In many ways, the novel is an extended gloss on this exchange.  Harriet fantasizes about living in a permanent present, with time frozen in an eternal "always," and about existing in unbounded and apparently unthreatening space.  As Dorothy's rejoinder suggests, however, these fantasies omit the terrors of a "big" world--represented in the novel by nature's murderous and sometimes unpredictable force--and the human need for comfort and containment.  Indeed, the cow's death already hints at the fallacy of Harriet's "always," just as the snowstorm upsets her edenic vision of eternal communion with rivers and stars.  Dorothy's warning is both literal and figurative: it's necessary to create a space that will preserve the body against nature's terrors, but it must be the right kind of space--one that preserves the self, not just its physical container.

How, then, to create such a space in a responsible fashion? This novel is absolutely clogged with all sorts of dwelling places: tents, caves, shacks, mineshafts, temporary homes, farm houses, and, at the end, a doll's house.  Significantly, Joseph Blackstone chooses the wrong location for Cob House--it is exposed to the winds and vulnerable in bad weather--and the house itself slowly disintegrates over the course of the novel, much like the Blackstones' marriage.  Cob House, with its lack of privacy, misguided location, and flimsy construction, fails to shelter its inhabitants.  In contrast, the Orchards put too much faith in their practical abilities as builders, and fail to realize that no amount of good construction can keep death out.  A boundary can do only so much. 

If human beings need good shelters, then, they also need to recognize that all shelters fail in the face of time.  Here, the novel's emphasis on home-building intersects with one of its other themes: the link between sexuality and a kind of necessary vulnerability.  Joseph Blackstone's refusal to impregnate his wife is not a moral or practical calculation; it comes out of the same impulse that led him to destroy the woman he earlier impregnated.  In effect, Joseph likes to keep his boundaries "closed," much like he initially keeps the gold he first finds "always in his fist or beneath his long fingers under the pillow" (66).  Joseph's selfishness even extends into his symbolically sterile relationship with Will Sefton.  While Will refuses love altogether--"Think I'm your darling, or something, Mister Blackstone? Told you when I first played my whistle, I was nobody's darling and nobody is mine" (219)--it's Joseph who breaks their contract by refusing to pay him and, eventually, attempting to rape him.  Joseph's sovereign "I" refuses to shoulder the obligations of any relationship; even his fantasy of atoning for his crime is all about putting an absolute end to obligation ("Then I will have done enough" [126]).  Obligation means ceding control of the self, and Joseph desperately yearns to keep all of himself under lock and key.  It's no surprise that the dollhouse he tries to make as a gift winds up, in essence, as his metaphorical tomb.

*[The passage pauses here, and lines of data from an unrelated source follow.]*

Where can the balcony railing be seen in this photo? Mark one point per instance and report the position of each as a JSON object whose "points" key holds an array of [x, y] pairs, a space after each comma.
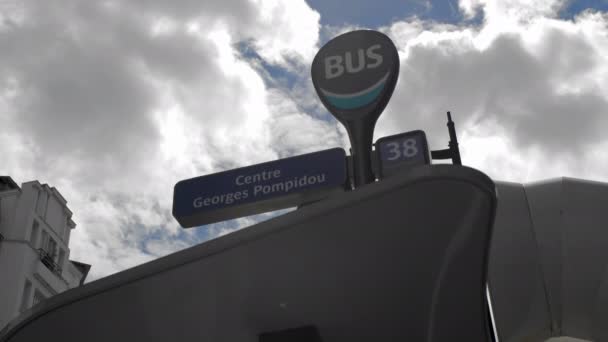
{"points": [[48, 261]]}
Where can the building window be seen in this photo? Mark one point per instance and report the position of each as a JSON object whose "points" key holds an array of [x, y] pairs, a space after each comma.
{"points": [[38, 297], [34, 234], [52, 248], [25, 299], [44, 240], [60, 258]]}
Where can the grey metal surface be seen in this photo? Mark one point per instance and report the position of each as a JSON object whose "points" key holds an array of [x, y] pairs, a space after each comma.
{"points": [[403, 259], [566, 232], [515, 277], [584, 297], [545, 202]]}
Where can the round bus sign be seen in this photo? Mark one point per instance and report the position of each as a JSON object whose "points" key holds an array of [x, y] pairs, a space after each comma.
{"points": [[354, 75]]}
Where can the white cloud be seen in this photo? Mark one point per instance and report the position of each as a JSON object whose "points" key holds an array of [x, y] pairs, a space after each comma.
{"points": [[114, 102], [527, 89]]}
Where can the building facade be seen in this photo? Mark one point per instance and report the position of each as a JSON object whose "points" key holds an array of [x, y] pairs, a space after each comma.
{"points": [[35, 227]]}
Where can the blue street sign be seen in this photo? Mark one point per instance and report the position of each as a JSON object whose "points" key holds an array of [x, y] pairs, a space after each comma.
{"points": [[259, 188], [400, 151]]}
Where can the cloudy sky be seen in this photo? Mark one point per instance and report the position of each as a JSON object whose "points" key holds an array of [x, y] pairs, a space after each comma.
{"points": [[113, 102]]}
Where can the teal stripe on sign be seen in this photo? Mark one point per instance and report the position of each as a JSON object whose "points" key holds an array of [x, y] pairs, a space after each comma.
{"points": [[356, 101]]}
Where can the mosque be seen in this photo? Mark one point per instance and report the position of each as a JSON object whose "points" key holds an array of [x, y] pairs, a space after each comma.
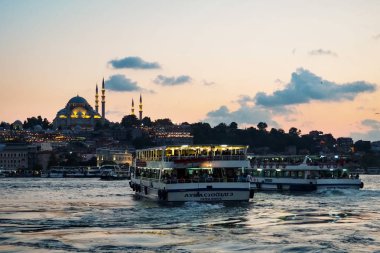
{"points": [[79, 115]]}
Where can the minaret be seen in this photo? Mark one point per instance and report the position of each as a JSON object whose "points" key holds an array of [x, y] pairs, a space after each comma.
{"points": [[133, 108], [103, 101], [140, 108], [97, 99]]}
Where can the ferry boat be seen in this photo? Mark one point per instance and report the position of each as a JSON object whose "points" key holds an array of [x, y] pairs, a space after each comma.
{"points": [[204, 173], [301, 174], [113, 172]]}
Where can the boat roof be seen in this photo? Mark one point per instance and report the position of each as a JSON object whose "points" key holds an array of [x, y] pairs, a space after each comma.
{"points": [[197, 146]]}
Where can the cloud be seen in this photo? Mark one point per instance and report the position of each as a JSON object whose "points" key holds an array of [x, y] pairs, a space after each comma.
{"points": [[121, 83], [171, 81], [133, 62], [318, 52], [247, 115], [206, 83], [372, 135], [305, 86]]}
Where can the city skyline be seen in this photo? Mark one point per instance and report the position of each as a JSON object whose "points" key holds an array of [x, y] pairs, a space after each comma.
{"points": [[289, 63]]}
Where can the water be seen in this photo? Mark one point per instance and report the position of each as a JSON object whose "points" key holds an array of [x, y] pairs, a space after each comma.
{"points": [[89, 215]]}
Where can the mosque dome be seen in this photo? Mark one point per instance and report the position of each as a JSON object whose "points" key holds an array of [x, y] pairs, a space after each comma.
{"points": [[77, 100]]}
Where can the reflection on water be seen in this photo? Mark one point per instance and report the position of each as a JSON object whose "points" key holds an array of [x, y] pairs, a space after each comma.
{"points": [[89, 215]]}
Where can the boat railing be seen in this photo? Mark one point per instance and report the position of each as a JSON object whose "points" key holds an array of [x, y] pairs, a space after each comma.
{"points": [[203, 180], [193, 180], [195, 159]]}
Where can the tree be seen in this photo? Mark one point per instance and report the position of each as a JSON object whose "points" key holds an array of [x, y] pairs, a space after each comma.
{"points": [[262, 126]]}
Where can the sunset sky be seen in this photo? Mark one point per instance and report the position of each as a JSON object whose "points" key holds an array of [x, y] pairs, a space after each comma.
{"points": [[314, 65]]}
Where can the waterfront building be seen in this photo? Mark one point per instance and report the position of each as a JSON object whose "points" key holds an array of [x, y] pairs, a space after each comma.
{"points": [[140, 108], [118, 156], [345, 144], [15, 157]]}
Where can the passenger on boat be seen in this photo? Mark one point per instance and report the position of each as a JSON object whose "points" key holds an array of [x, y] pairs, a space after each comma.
{"points": [[249, 177]]}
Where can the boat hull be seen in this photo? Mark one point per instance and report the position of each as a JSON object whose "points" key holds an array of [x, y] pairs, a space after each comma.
{"points": [[279, 184], [201, 192]]}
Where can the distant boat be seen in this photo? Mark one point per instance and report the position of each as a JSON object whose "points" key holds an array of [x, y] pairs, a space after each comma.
{"points": [[114, 172], [300, 174]]}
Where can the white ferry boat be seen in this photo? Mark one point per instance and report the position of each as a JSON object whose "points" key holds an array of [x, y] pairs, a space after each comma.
{"points": [[114, 172], [300, 174], [192, 173]]}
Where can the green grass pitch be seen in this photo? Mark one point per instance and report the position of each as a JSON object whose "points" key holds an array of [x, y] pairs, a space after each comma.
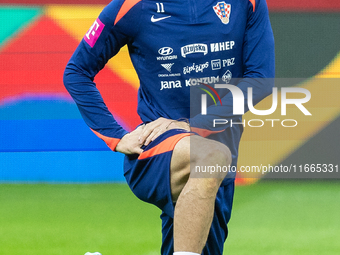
{"points": [[276, 218]]}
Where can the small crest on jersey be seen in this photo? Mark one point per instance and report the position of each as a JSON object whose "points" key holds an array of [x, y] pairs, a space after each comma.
{"points": [[94, 32], [222, 11]]}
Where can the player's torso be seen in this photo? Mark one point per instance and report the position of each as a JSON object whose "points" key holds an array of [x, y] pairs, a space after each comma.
{"points": [[181, 44]]}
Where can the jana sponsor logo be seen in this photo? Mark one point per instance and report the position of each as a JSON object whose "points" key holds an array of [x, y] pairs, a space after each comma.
{"points": [[223, 11], [194, 48], [222, 46], [165, 51], [239, 105], [171, 84]]}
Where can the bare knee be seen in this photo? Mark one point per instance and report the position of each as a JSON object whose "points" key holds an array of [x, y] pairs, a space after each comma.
{"points": [[195, 151], [212, 161]]}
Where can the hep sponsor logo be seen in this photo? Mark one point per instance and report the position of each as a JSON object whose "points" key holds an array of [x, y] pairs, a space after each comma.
{"points": [[165, 51], [194, 48], [217, 64], [94, 32], [239, 104]]}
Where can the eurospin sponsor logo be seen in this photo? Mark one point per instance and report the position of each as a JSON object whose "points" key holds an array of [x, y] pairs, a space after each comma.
{"points": [[195, 67], [239, 101]]}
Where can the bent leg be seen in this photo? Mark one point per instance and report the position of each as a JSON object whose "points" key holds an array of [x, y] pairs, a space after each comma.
{"points": [[195, 196]]}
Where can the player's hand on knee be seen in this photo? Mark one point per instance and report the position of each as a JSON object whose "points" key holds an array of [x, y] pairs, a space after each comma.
{"points": [[129, 143], [157, 127]]}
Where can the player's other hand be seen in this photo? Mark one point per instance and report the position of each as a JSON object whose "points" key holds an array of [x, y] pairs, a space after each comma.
{"points": [[157, 127], [129, 143]]}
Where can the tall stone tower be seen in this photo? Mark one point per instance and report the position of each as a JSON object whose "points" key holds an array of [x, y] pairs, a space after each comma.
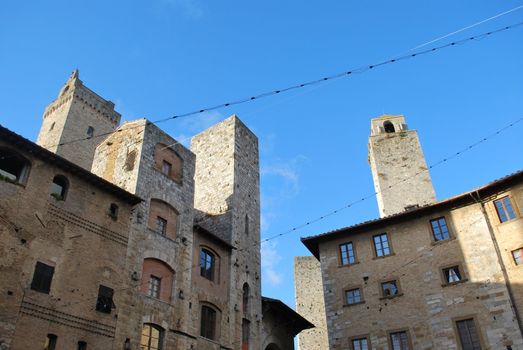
{"points": [[399, 170], [227, 186], [77, 113]]}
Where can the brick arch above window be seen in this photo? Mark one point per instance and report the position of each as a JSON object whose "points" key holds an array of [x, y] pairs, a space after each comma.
{"points": [[157, 279], [167, 161], [163, 218]]}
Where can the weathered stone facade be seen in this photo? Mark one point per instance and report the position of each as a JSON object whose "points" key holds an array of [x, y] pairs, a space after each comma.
{"points": [[421, 275]]}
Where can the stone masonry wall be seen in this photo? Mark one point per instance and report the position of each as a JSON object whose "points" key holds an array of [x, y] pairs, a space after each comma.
{"points": [[310, 304]]}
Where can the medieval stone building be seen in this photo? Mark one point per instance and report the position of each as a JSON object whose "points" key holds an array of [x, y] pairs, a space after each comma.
{"points": [[428, 274], [119, 237]]}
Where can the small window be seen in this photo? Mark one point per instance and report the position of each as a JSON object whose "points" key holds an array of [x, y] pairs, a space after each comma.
{"points": [[207, 262], [42, 277], [347, 254], [440, 230], [399, 341], [59, 187], [518, 256], [208, 322], [504, 209], [381, 245], [452, 274], [90, 132], [360, 344], [154, 286], [468, 336], [113, 211], [152, 337], [353, 296], [161, 225], [50, 342], [389, 289], [105, 303]]}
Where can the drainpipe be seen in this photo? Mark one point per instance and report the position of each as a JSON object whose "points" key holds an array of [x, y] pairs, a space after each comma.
{"points": [[500, 260]]}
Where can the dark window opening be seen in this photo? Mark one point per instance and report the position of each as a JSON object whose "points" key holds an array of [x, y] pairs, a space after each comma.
{"points": [[50, 342], [105, 303], [42, 277], [207, 262], [59, 187], [208, 322], [389, 127]]}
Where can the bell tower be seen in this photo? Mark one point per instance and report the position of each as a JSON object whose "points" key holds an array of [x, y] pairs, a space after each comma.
{"points": [[398, 166], [77, 113]]}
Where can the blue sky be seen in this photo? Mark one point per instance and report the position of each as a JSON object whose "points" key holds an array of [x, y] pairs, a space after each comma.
{"points": [[158, 58]]}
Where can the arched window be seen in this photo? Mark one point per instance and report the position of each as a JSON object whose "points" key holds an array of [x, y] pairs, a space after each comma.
{"points": [[163, 218], [245, 298], [388, 126], [13, 166], [207, 264], [152, 337], [157, 279], [59, 187], [90, 132]]}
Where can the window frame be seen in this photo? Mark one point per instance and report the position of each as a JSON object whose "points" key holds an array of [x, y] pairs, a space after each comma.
{"points": [[400, 330], [374, 249], [479, 332], [513, 206]]}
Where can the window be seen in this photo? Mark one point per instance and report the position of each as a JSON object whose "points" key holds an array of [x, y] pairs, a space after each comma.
{"points": [[208, 322], [13, 167], [59, 187], [347, 254], [161, 225], [360, 344], [152, 337], [50, 342], [90, 132], [154, 286], [399, 340], [389, 289], [504, 209], [207, 262], [468, 336], [166, 168], [518, 256], [104, 303], [353, 296], [452, 274], [381, 245], [440, 230], [42, 278]]}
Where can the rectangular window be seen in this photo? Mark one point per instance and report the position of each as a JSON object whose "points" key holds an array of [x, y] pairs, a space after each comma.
{"points": [[353, 296], [389, 288], [452, 274], [381, 245], [504, 209], [360, 344], [440, 230], [518, 256], [154, 286], [399, 340], [104, 303], [347, 254], [468, 336], [42, 277], [161, 225]]}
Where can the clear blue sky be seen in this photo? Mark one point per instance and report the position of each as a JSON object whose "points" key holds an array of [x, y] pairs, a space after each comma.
{"points": [[162, 57]]}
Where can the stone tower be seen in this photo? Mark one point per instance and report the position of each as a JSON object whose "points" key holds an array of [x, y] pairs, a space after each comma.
{"points": [[399, 170], [227, 186], [77, 113]]}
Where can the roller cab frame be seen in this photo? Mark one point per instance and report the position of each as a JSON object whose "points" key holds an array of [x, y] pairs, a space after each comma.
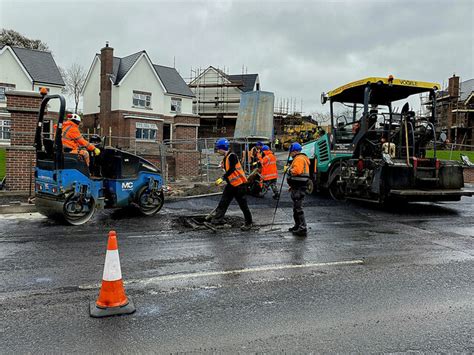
{"points": [[67, 189]]}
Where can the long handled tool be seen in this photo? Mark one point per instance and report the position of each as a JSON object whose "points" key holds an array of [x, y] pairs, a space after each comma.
{"points": [[279, 193]]}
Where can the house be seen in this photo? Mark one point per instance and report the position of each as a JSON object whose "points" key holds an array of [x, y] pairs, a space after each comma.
{"points": [[455, 111], [217, 99], [139, 101], [24, 69], [141, 106]]}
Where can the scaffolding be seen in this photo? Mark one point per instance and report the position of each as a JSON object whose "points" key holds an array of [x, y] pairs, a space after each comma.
{"points": [[215, 100]]}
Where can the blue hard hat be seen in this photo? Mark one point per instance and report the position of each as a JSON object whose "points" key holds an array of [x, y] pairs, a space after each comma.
{"points": [[222, 143], [295, 147]]}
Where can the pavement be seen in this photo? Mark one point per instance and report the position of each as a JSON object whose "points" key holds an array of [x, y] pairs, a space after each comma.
{"points": [[366, 279]]}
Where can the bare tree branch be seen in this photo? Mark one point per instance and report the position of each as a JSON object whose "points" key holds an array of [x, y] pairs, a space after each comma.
{"points": [[14, 38], [74, 77]]}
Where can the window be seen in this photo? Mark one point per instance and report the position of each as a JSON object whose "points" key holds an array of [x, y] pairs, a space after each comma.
{"points": [[3, 89], [142, 99], [145, 131], [176, 105], [5, 126]]}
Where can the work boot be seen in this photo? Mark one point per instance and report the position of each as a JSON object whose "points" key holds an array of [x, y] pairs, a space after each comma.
{"points": [[218, 221], [300, 232], [246, 226], [209, 217]]}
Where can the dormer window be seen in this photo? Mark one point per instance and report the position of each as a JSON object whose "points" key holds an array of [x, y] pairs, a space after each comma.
{"points": [[142, 99], [3, 89], [175, 105]]}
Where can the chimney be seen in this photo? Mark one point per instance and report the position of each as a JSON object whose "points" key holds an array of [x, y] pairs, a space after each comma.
{"points": [[106, 70], [453, 86]]}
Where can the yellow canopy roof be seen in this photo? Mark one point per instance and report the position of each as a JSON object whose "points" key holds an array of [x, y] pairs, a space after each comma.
{"points": [[386, 90]]}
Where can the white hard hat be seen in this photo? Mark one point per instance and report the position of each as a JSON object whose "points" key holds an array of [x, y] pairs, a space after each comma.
{"points": [[74, 117]]}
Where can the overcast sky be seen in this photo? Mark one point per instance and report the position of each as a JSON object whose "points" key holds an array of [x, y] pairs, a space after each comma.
{"points": [[299, 48]]}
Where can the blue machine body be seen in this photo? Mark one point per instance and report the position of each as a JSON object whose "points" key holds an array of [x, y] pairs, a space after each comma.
{"points": [[67, 187]]}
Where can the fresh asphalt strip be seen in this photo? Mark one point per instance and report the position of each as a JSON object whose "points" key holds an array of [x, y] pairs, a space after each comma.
{"points": [[158, 279]]}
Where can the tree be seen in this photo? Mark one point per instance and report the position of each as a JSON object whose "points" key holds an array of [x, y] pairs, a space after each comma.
{"points": [[74, 78], [14, 38]]}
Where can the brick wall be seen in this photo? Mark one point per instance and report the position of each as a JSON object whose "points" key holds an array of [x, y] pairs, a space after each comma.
{"points": [[24, 109], [469, 175], [186, 163]]}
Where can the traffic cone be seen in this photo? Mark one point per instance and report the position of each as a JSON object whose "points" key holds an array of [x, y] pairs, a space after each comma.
{"points": [[112, 299]]}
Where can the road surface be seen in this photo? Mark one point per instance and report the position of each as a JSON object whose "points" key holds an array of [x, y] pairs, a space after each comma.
{"points": [[365, 280]]}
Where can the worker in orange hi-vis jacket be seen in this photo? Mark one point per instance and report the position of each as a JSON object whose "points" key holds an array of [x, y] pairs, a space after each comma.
{"points": [[298, 176], [74, 142], [269, 170]]}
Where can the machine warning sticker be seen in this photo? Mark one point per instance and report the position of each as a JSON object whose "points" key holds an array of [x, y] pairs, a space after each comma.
{"points": [[127, 185]]}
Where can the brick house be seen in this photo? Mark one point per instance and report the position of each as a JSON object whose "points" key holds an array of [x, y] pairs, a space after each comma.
{"points": [[140, 105], [217, 99], [455, 111], [136, 99], [26, 70]]}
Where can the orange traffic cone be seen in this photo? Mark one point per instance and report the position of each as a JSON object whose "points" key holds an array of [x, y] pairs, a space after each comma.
{"points": [[112, 299]]}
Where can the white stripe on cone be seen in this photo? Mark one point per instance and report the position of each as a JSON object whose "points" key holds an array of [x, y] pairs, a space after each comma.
{"points": [[112, 271]]}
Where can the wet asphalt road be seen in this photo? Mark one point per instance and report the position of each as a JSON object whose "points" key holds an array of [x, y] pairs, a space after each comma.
{"points": [[408, 284]]}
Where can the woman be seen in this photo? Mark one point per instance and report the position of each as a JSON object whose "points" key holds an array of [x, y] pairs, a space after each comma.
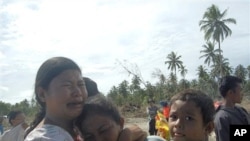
{"points": [[61, 92]]}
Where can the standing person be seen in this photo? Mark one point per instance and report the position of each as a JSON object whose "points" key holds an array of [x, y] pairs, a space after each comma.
{"points": [[61, 92], [1, 125], [191, 116], [152, 112], [101, 120], [228, 113], [165, 109], [18, 126]]}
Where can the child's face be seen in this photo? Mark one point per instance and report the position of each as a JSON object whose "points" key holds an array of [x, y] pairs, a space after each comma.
{"points": [[185, 122], [101, 128]]}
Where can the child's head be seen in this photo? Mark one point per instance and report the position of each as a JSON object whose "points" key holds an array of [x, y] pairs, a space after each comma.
{"points": [[191, 115], [16, 117], [100, 119]]}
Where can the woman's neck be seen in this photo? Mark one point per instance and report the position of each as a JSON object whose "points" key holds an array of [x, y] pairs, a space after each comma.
{"points": [[65, 124]]}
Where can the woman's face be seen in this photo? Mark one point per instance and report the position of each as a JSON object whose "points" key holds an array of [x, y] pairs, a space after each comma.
{"points": [[65, 95], [101, 128]]}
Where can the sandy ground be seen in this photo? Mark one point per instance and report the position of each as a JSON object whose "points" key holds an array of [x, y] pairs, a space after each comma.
{"points": [[143, 123]]}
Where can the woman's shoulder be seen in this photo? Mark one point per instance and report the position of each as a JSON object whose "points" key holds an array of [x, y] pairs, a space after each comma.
{"points": [[48, 133]]}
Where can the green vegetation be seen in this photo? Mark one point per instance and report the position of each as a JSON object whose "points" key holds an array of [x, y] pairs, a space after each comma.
{"points": [[137, 91]]}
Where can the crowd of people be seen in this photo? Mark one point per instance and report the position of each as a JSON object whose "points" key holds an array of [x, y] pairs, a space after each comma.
{"points": [[72, 109]]}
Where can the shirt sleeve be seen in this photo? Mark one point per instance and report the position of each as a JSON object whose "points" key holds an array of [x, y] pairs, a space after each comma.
{"points": [[222, 128]]}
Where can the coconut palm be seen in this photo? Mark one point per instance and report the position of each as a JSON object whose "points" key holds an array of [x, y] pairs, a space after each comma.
{"points": [[183, 71], [202, 72], [209, 53], [173, 61], [214, 26], [225, 69], [241, 72]]}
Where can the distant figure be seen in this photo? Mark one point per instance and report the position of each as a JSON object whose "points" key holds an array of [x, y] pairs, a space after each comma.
{"points": [[152, 112], [165, 109], [228, 113], [1, 125], [17, 121], [191, 116]]}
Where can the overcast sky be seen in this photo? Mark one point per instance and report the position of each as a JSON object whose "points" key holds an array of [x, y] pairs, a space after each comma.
{"points": [[97, 33]]}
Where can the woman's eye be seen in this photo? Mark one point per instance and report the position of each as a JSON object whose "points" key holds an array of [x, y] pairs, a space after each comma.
{"points": [[172, 117], [89, 138]]}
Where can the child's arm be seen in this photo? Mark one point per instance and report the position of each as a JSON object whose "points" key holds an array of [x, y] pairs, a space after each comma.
{"points": [[132, 133]]}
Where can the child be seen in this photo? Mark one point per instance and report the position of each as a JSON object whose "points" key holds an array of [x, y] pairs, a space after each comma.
{"points": [[17, 121], [191, 116], [101, 120]]}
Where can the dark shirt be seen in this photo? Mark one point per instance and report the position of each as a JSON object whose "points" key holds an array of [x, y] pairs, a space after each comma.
{"points": [[226, 116]]}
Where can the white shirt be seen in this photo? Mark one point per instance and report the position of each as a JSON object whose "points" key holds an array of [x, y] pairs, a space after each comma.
{"points": [[49, 133]]}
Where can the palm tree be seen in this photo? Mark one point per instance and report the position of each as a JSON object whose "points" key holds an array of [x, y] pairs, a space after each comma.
{"points": [[202, 72], [225, 69], [209, 53], [214, 26], [173, 62]]}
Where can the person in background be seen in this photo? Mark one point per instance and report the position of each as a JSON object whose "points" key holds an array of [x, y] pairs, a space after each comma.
{"points": [[1, 125], [228, 113], [152, 112], [165, 109], [100, 120], [191, 116], [18, 124]]}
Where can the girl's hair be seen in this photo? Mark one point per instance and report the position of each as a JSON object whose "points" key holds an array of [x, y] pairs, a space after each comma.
{"points": [[203, 101], [48, 71], [12, 115], [98, 105]]}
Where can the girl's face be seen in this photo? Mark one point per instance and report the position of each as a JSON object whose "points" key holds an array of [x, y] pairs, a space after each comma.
{"points": [[101, 128], [185, 122], [65, 96]]}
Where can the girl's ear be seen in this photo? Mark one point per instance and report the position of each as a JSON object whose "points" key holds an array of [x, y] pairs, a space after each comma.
{"points": [[41, 94], [209, 127]]}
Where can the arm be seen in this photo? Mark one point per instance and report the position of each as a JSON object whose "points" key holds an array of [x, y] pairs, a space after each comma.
{"points": [[132, 133]]}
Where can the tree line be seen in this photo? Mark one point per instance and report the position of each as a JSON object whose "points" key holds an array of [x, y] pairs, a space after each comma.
{"points": [[138, 91]]}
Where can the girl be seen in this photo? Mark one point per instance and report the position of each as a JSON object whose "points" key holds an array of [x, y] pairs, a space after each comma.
{"points": [[191, 116]]}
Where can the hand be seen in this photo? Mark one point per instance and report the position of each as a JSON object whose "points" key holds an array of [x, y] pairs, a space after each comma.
{"points": [[132, 133]]}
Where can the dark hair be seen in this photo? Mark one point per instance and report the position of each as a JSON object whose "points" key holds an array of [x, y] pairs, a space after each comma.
{"points": [[91, 87], [13, 114], [99, 105], [201, 100], [48, 71], [228, 83]]}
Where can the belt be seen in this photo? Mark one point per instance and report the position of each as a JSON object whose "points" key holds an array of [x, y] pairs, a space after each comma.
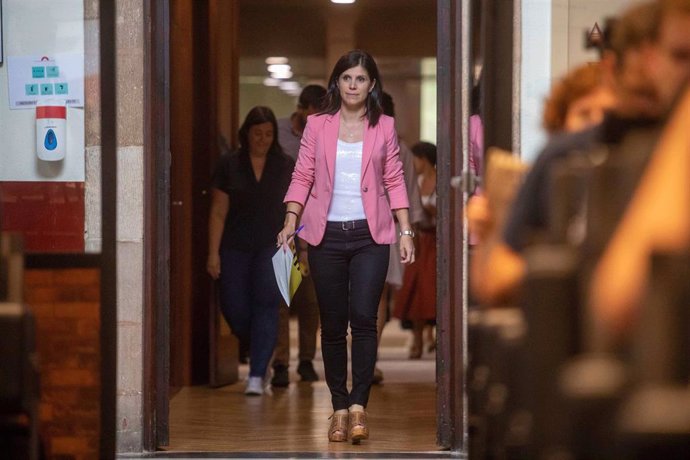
{"points": [[350, 224]]}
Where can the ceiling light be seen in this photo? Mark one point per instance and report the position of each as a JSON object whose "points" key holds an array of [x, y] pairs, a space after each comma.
{"points": [[289, 85], [276, 60], [277, 68]]}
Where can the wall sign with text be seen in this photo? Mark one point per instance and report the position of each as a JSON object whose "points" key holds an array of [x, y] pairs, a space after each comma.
{"points": [[36, 78]]}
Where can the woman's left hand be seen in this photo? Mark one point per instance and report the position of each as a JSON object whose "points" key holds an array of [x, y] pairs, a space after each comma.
{"points": [[406, 249]]}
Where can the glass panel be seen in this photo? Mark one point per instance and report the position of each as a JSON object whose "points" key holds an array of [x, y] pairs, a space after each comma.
{"points": [[49, 124]]}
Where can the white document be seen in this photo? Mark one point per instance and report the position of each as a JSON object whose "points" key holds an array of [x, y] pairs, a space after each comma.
{"points": [[282, 267]]}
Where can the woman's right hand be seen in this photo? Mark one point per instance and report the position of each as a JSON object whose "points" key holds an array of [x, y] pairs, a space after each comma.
{"points": [[286, 235], [213, 265]]}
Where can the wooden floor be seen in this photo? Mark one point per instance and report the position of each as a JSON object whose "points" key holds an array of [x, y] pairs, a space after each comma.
{"points": [[292, 422]]}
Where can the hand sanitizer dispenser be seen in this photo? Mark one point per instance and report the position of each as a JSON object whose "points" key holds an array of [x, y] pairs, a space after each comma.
{"points": [[51, 130]]}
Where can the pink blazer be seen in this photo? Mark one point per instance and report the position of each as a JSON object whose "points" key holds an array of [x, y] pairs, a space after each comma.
{"points": [[383, 184]]}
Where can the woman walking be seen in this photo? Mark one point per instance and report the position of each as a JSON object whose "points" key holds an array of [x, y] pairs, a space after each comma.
{"points": [[246, 210]]}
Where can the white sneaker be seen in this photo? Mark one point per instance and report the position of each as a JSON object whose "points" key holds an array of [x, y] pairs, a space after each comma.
{"points": [[255, 386]]}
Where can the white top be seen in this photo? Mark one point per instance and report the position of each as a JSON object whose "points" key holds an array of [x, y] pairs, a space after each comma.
{"points": [[346, 203]]}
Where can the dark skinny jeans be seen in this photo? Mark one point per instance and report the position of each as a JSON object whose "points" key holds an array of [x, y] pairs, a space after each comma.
{"points": [[349, 271]]}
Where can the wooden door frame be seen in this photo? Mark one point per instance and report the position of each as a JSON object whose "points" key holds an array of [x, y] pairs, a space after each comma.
{"points": [[452, 114], [156, 321]]}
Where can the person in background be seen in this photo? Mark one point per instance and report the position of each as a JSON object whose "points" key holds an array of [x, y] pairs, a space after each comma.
{"points": [[347, 179], [578, 101], [246, 211], [304, 301], [394, 277], [416, 301]]}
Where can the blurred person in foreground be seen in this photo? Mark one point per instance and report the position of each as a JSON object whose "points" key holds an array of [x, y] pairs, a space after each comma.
{"points": [[304, 302], [246, 210], [656, 221], [347, 180]]}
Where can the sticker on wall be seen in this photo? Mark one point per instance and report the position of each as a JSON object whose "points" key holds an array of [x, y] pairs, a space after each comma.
{"points": [[38, 78]]}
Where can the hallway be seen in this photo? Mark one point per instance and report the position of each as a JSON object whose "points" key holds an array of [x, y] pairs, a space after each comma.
{"points": [[293, 421]]}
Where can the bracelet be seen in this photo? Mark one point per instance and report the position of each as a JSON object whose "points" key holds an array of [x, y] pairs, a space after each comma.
{"points": [[409, 233]]}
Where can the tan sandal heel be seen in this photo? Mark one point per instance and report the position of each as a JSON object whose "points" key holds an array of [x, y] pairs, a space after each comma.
{"points": [[359, 429]]}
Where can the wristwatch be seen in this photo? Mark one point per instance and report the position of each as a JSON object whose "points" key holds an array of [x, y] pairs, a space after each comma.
{"points": [[409, 233]]}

If, in his quest for absolute self-possession, Joseph literally and figuratively diminishes himself, Harriet finds herself by giving herself over to a paradoxically temporary "always."  Her illicit relationship with Chen Pao Yi takes place in a miniature space from which "the past" has been banished, even though, as Harriet admits, "one day, a different future would arrive" (360).  Whereas Joseph cannot bear to make a gift of either himself or his dollhouse, Harriet and Pao Yi fill their space with absolute, transformative passion, in which the very self breaks down and sex becomes akin to death (362).  As the lovers must concede, this fantasy of oneness is only temporary--but it is also what grants both the strength to utilize their gold properly, as it were, without Joseph's killing selfishness.  Unlike Harriet's sterile union with Joseph, this union proves literally and figuratively fruitful.